Die Handlung ist hier leider wirklich absolute Standartkost, bietet wenig Wendungen und auch inhaltlich keine neuen Ideen. Wie zuvor zeigt sich einfach, dass Kosinski einfach kein herausragender Autor ist und er oft dafür verantwortlich ist, wieso es vielen seiner Filme am Ende zum Meisterwerk fehlt. Hier kopiert er im Grunde viele Aspekte aus seinen Vorgängern. Besonders „Top Gun“ und „No Way Out“ sind hier stark rezipiert. ABER wie so oft bei seinen Filmen kann ich hier dennoch sehr gut über die dünne Handlung hinwegsehen.
Kosinski hat einfach ein großartiges Auge für Ästhetik. „F1“ ist da keine Ausnahme und reiht sich in die visuellen Rausche von „TRON: Legacy“ oder „Oblivion“ ein. Die Nutzung der echten Strecken ist ein großer Gewinn für den Film und lässt die vielen Rennen einfach spektakulär aussehen und zeigt mir auch einfach wieder, dass im Medium Film einfach alles funktionieren kann, egal ob mich das Thema interessiert. Durch Schnitt und Kameraarbeit einstehen hier spektakuläre Bilder. Da verzeiht man auch das extreme Productplacement oder die wenig kritische Auseinandersetzung mit der Formel 1. Auch die Laufzeit ist im Grunde viel zu lange, aber die einzelnen Rennen machen das alles wieder weg. Die Musik von Hans Zimmer ist ebenfalls verdammt gut gemacht und bringt einen treibenden Beat mit, der gut zum Grundton passt.
Darstellerisch kann man wenig meckern. Die Figuren sind zu weiten Teilen wenig komplex und wirken wie aus dem Kosinki Lehrbuch. Super maskulin, mit dem Herz am rechten Fleck, dazwischen ein paar freie Oberkörper vor Sonnenuntergängen, eine taffe Dame fehlt auch nicht, echte Männerfreundschaften und die Rivalität zweier Generationen, die am Ende aber zu Freunden werden.

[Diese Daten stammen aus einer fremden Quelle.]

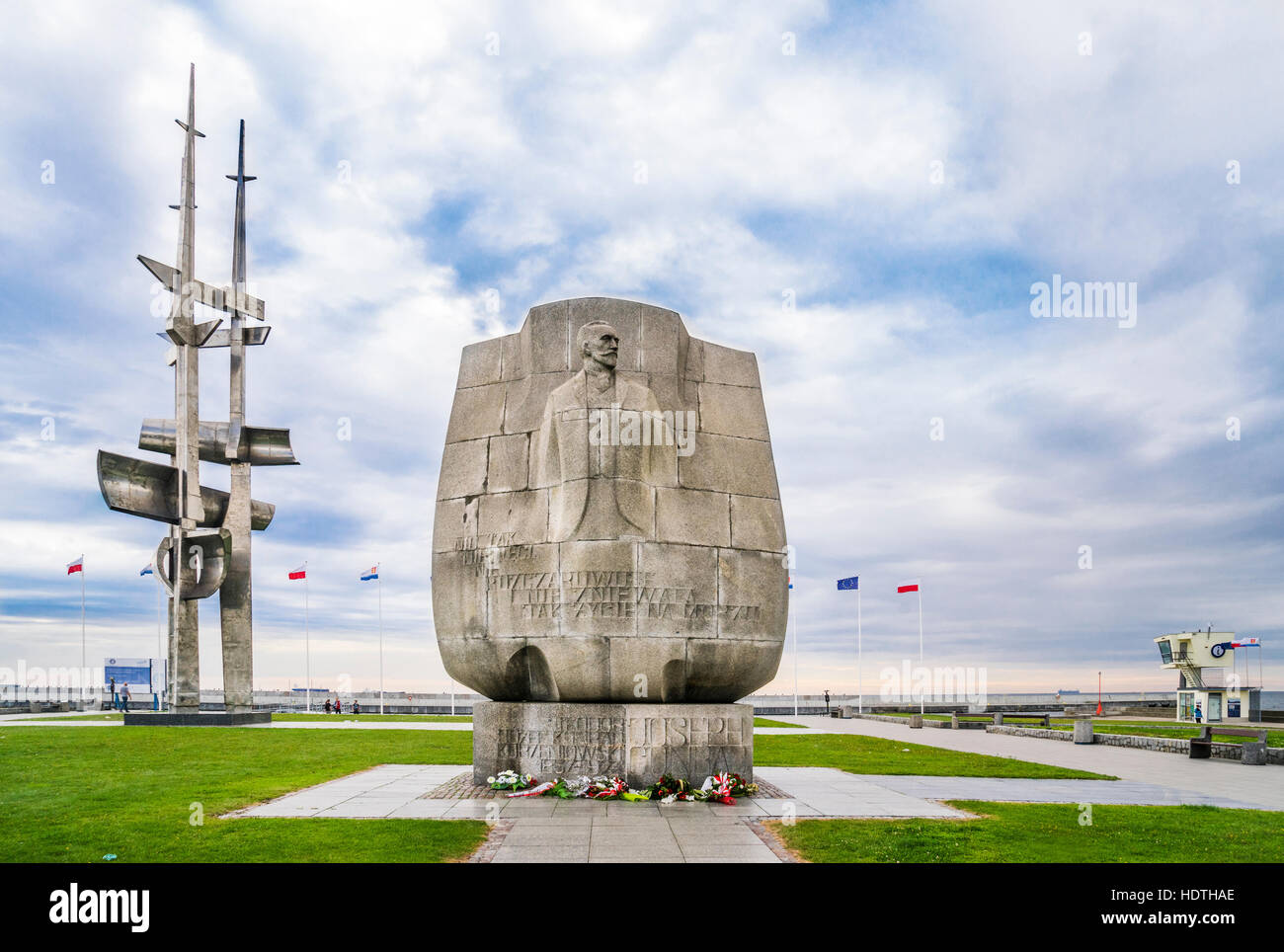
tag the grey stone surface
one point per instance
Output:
(637, 742)
(608, 523)
(1254, 752)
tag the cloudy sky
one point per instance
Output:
(861, 196)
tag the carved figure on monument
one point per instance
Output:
(596, 448)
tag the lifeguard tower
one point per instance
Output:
(1207, 676)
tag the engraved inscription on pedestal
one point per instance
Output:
(608, 522)
(636, 742)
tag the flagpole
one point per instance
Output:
(795, 659)
(82, 626)
(307, 639)
(379, 578)
(860, 669)
(159, 639)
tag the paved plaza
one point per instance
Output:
(553, 831)
(547, 829)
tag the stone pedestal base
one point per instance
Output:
(198, 720)
(636, 742)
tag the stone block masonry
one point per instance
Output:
(636, 742)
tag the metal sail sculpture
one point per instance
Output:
(208, 545)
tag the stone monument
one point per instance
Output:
(208, 545)
(608, 547)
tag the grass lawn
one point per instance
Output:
(73, 796)
(1274, 738)
(856, 754)
(1047, 833)
(291, 716)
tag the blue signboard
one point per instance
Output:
(136, 673)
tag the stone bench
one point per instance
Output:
(1253, 751)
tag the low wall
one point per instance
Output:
(1224, 751)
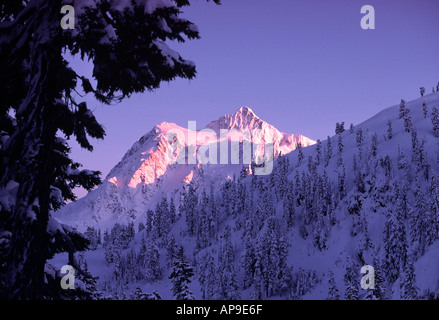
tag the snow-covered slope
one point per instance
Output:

Das findet man ebenfalls in all seinen Filmen, funktioniert hier aber wieder und ist auch in keinem Punkt, der oben genannt ist, negativ gemeint. Brad Pitt ersetzt den Tom Cruise, bringt aber das nötige Charisma mit. Damson Idris ersetzt Milles Teller. Kerry Condon kommt der Part der taffen Dame zu, den sie aber wieder hervorragend ausfüllt (allgemein muss ich hier mal anmerken, dass Condon einfach viel zu selten gewürdigt wird) und Javier Bardem hat einfach eine verdammt starke Aura und Ausstrahlung in all seinen Rollen. So mal er hier in seinen schicken Anzügen einfach verdammt se*y ist.. gut aussieht. Am ehesten muss man wenn kritisieren, dass das Verhalten der beiden Protagonisten es sehr lange schwierig macht mit ihnen zu sympathisieren.
„F1“ erreicht zwar nicht die Klasse eines „Le Mans 66“, dafür fehlt es an Drama und spannenden Figuren, ist aber (mal wieder) ein großartiger visueller und auditiver Rausch, wie man ihn von Joseph Kosinski erwartet hat. Die Handlung ist zwar im Grunde die selbe wie „Top Gun: Maverick“ funktioniert aber. Trotz all der Schwächen machen die Rennszenen, die das Herzstück sind, einfach extrem viel Spaß und ich konnte mich über zwei Stunden an stylishen Bildern erfreuen, die man zwischen all den CGI Orgien, so nicht mehr für Verständlich sehen darf.